Mixed hyperlipidemia is a condition in which there is an elevation of triglycerides and cholesterol levels in the blood. It is often associated with obesity and diabetes.
What Is Mixed Hyperlipidemia?
Mixed hyperlipidemic patients usually present with elevated total cholesterol (TC) and low-density lipoprotein cholesterol (LDL-C), along with high triglyceride levels. This condition is also known as dyslipidemia. Dyslipidemia is defined as abnormal lipid metabolism.
Causes of Mixed Hyperlipidemia
There are several possible causes of mixed hyperlipidemia. These include genetic predisposition, lifestyle habits, diet, medications, and other medical conditions.
Symptoms Associated With Mixed Hyperlipidemia.
Mixed hyperlipidemia is characterized by elevated levels of triglycerides (TG) and low-density lipoprotein cholesterol (LDL-C), as well as normal high-density lipoprotein (HDL-C). It is also known as “mixed dyslipidemia” because it involves both increased TG and decreased HDL-C.

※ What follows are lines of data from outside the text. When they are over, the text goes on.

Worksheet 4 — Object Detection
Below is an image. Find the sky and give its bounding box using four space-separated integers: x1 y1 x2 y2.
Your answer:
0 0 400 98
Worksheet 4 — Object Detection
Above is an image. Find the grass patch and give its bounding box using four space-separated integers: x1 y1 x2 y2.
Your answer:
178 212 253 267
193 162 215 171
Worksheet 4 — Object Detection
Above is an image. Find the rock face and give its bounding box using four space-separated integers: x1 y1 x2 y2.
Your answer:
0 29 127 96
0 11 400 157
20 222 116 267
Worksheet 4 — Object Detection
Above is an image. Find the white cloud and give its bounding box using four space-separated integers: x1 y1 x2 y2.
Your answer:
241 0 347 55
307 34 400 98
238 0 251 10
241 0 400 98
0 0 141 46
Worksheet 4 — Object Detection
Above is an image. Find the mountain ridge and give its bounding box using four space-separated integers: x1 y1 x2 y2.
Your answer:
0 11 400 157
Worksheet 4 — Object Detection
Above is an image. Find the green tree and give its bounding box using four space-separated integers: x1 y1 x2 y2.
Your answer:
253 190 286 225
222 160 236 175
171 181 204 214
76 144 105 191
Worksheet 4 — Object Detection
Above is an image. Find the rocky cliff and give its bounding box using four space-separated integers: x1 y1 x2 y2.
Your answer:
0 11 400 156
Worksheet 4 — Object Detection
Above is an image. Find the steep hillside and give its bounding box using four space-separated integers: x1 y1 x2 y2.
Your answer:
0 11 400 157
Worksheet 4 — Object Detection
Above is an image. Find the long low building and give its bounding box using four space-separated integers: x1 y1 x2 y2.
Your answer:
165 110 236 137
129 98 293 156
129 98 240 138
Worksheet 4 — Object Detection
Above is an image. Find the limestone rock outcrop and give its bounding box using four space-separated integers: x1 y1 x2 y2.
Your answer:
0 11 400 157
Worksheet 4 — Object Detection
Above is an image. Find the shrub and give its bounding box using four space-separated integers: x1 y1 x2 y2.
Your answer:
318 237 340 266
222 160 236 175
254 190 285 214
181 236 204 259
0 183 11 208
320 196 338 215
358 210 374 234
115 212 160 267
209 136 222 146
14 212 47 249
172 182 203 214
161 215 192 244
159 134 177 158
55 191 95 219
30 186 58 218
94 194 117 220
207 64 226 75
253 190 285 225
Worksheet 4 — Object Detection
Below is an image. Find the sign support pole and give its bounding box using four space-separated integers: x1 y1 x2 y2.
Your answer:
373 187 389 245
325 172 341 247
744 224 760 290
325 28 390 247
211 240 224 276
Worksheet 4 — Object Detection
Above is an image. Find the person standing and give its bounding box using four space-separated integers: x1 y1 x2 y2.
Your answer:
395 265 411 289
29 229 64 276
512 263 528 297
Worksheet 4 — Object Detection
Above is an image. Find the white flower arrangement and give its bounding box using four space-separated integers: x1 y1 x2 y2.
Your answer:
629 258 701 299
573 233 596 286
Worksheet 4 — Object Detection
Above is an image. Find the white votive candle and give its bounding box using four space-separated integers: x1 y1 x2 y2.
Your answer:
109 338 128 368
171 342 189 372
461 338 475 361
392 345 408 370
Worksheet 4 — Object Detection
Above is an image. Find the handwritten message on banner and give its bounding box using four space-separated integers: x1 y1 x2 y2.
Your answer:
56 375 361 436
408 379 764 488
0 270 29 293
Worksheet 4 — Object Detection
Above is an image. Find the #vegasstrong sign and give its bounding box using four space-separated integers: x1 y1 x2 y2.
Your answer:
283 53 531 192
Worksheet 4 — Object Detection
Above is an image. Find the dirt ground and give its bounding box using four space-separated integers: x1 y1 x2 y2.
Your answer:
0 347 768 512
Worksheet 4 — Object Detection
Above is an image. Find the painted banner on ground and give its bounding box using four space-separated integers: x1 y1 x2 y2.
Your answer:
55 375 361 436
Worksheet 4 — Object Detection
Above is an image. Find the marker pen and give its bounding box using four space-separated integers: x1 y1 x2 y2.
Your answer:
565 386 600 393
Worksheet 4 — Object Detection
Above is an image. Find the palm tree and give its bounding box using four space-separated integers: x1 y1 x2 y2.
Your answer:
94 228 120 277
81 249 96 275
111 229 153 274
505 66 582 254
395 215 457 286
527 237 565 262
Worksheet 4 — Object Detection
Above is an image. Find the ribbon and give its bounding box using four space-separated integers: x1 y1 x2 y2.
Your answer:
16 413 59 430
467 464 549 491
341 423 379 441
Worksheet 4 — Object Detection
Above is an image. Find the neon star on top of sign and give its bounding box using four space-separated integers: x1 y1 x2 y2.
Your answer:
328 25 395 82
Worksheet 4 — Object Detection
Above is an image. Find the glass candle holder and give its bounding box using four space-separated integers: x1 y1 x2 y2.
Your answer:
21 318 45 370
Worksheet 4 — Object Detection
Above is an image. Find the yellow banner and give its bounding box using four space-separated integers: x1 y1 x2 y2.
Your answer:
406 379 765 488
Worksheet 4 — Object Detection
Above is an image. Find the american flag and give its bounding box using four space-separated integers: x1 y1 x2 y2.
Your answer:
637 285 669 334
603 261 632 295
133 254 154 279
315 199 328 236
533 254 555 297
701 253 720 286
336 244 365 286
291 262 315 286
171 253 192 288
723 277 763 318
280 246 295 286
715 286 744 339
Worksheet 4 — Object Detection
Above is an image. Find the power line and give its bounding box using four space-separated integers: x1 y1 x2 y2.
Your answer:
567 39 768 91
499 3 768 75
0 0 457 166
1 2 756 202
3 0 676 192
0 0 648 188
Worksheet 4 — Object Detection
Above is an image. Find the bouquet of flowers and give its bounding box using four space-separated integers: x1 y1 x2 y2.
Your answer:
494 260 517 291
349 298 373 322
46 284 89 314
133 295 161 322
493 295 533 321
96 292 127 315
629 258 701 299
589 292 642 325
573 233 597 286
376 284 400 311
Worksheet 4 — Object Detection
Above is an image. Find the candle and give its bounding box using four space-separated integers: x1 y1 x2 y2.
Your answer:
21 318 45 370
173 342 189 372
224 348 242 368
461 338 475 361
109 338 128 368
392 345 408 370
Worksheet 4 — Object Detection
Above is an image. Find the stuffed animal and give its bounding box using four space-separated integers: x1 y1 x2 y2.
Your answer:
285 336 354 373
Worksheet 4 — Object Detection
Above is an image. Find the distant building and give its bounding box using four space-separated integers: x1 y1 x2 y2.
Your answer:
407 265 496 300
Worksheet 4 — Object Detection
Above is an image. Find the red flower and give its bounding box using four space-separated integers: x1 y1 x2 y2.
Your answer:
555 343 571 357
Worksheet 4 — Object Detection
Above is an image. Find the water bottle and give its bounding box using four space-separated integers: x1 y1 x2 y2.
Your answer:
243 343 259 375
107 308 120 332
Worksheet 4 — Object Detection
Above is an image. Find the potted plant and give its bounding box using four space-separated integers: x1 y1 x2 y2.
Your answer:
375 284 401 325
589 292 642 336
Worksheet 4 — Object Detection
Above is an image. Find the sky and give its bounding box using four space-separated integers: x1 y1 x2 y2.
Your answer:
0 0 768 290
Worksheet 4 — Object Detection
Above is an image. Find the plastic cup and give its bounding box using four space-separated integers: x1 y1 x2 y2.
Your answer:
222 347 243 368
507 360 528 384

How it is diagnosed and treated.
Mixed hyperlipidemic patients often present with symptoms such as abdominal pain, nausea, vomiting, diarrhea, constipation, weight loss, fatigue, muscle aches, joint pains, and headaches. They may also complain of feeling cold easily, having dry skin, and being tired.
When to contact a doctor
The AHA Trusted Source recommends that all adults over the age of 20 have a lipid profile every 4-6 years. A person should tell their doctor about any known risk factors for heart attack or stroke, such as family history, stress, physical inactivity, or smoking. A person should speak with a doctor if he begins to develop symptoms or problems that cannot explain. The doctor can help determine what problems could cause. When to seek emergency help
A person shouldn’t ignore certain symptoms. Anyone who suspects they are having a heart attack or stroke should call the emergency health services or seek emergency medical attention. Symptoms of a stroke can include:
– slurred speech
– numbness in the leg, arm or face, usually on one side of the body
– vision problems in one eye
– a severe headache with no known cause
– problems with movement or coordination
Symptoms of a heart attack can include:
– discomfort in one or both shoulders
– chest pain
– pain in the neck, jaw or back
– shortness of breath
A number of factors can influence the outlook for people with hyperlipidemia. These include:
– the person’s age
– how well they stick to their treatment plan
– how well their cholesterol levels respond to treatment
Treatment will likely have the greatest chance of success if a person takes steps to ensure they are following the plan as closely as possible. The person can also maximize their chance of a good outcome by:
– eat a nutritious and well-balanced diet
– engage in regular exercise
– reach or maintain a moderate weight
– quit smoking, if any
Making these changes can help a person reduce their risk of cardiovascular disease and live a longer, healthier life.
Mixed hyperlipidemia is a congenital disorder in which a person naturally has higher levels of cholesterol and fat in their body. Without proper treatment, a person’s risk of developing complications, such as cardiovascular disease, can increase.
Treatment often involves a combination of lifestyle changes, such as diet and exercise, to help lower cholesterol levels. In some cases, the use of medications may be necessary.